Abstract of DWP benefit rate statistics 2023

Published 24 January 2024

Applies to England, Scotland and Wales

1. Summary

The Abstract of Department for Work and Pensions (DWP) benefit rates statistics is an annual publication produced by DWP. The purpose of the publication and data tables is to provide a reference source for people who are interested in:

  • benefit up-rating

  • the value of benefits compared to prices and earnings

The aim is to provide answers to questions like:

  • how does the value of state benefits compare to prices?

  • are state benefits worth more or less today than in previous years, in terms of average earnings?

2. Key findings

This report covers benefit up-rating up to April 2023.

At April 2023, most DWP benefit rates were raised in line with Consumer Prices Index (CPI) inflation growth as recorded at September 2022 which was 10.1%.

The government reinstated the earnings element of the Triple Lock in 2023. State Pension rates were uprated in line with CPI of 10.1% in April 2023, which was higher than average wage growth (5.5%).

While CPI inflation was still increasing in the period leading up to the 2023 up-rating, the rate of increase was relatively stable. In April 2023, CPI inflation was 8.7% (similar to April 2022, when CPI inflation was 9.0%).

3. Benefit up-rating

This section explains policy changes and highlights the factors involved in benefits up-rating from 1974 until 2023. Benefits have been uprated by a variety of methods during this period, including:

  • forecasts

  • indices of prices and earnings

  • one-off payments

  • targeting of particular components of a benefit

  • revisions to the eligibility rules governing the benefit

Price inflation and earnings growth indices in benefit up-rating since 1974

Over time, there have been various changes to the components of the indices that have been used to uprate benefits. The major changes have been:

In 1974 long-term benefits such as pensions and long-term sick and disabled benefits were linked to the higher of one of two annual increases, as measured by the Retail Prices Index (RPI) and the Average Earnings Index.
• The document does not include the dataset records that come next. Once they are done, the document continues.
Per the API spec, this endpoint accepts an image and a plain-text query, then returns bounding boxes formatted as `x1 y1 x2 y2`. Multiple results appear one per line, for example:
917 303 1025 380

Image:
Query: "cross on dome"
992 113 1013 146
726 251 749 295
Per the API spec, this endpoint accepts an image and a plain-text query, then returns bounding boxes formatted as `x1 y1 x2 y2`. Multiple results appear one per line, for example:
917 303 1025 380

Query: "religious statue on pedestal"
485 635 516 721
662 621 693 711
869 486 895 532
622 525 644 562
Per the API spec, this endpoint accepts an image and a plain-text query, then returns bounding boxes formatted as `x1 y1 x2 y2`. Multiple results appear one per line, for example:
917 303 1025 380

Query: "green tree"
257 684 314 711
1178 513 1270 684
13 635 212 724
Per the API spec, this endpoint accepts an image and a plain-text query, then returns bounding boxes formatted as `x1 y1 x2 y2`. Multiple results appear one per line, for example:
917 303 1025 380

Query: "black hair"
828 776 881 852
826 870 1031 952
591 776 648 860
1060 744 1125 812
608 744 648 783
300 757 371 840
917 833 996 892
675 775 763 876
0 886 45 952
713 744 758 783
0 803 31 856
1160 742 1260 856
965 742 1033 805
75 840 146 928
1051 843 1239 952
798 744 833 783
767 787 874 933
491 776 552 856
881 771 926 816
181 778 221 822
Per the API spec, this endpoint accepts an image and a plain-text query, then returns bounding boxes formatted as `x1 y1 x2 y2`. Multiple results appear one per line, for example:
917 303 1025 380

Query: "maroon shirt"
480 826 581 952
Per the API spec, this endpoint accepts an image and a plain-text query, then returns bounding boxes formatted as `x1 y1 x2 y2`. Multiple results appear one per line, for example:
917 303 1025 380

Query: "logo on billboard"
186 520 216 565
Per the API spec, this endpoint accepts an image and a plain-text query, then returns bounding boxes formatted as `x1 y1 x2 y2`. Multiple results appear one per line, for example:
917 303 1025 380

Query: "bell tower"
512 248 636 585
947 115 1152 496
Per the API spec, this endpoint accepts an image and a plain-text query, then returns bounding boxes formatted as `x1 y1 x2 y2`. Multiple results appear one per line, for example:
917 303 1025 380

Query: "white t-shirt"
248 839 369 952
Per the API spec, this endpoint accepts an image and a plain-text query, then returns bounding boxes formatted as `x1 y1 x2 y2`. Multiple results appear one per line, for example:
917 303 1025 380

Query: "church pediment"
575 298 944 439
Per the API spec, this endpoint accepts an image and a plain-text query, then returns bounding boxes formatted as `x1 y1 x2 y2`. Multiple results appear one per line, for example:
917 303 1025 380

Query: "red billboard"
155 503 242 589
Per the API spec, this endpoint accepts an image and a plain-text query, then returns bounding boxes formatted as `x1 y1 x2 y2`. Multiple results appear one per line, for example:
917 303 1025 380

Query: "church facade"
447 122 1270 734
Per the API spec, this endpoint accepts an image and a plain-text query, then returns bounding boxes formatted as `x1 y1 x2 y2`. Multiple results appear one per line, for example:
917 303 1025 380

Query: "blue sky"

In 1976 a forecast was used to estimate the movements in price inflation and earnings growth.

Long-term benefits were linked to the prices index only in 1979.

A historical basis was used to calculate the price increases in 1983. Rossi was introduced in 1983, calculated as RPI (all items) less housing costs, to uprate income-related benefits. The Rossi index was named after the government minister Sir Hugh Rossi.

In 1992 the definition of Rossi changed to New Rossi which is calculated as RPI (all items) less rent, local taxes and mortgage interest payments.

Between 1983 and 2010, benefits were uprated in relation to the RPI, Rossi or New Rossi. The actual increase in particular benefits depends on the index applied and on policy decisions as to the appropriate rate for the benefit.

In 2010 the Chancellor announced that from April 2011 most DWP administered benefits would be uprated in line with the Consumer Prices Index (CPI). Also, the government reiterated previous commitments to restore the link between earnings and the up-rating of the Basic State Pension. While most benefits were uprated in line with CPI in April 2011, Basic State Pension was exceptionally uprated in line with RPI. Please see the 2011 Benefit Uprating briefing report for more information.

The government introduced a ‘Triple Lock’ guarantee: that the Basic State Pension will increase by the highest of the growth in average earnings, price inflation or 2.5%. The earnings measure used by the Triple Lock calculation is Average Weekly Earnings (AWE).

The new State Pension (nSP) was introduced on 6 April 2016 for people reaching State Pension Age (SPA) from that date. People who had already reached SPA continued to be entitled to the Basic State Pension and Additional State Pension, where applicable. There are transitional arrangements and protected payments in place to ensure that the amount of State Pension an eligible individual receives is not less than under the previous system, based on their National Insurance record to 5 April 2016.  Please see The new State Pension – how it’s calculated for guidance.

The nSP is subject to the same up-rating arrangements as its predecessor. Up to April 2021, the nSP (excluding protected payments) was uprated in line with the Triple Lock commitment. Protected payments are uprated in line with CPI.

The government introduced the Social Security (Up-rating of Benefits) Act 2020 to enable the basic and new State Pensions, and the Standard Minimum Guarantee in Pension Credit, to be uprated in 2021/22. This legislation was required because the Social Security Administration Act 1992 (section 150A) prevents the Secretary of State from bringing forward an Up-rating Order if earnings growth is negative. The Social Security (Up-rating of Benefits) Act 2020 ensured when earnings were negative, that people claiming the State Pension saw an increase of 2.5%.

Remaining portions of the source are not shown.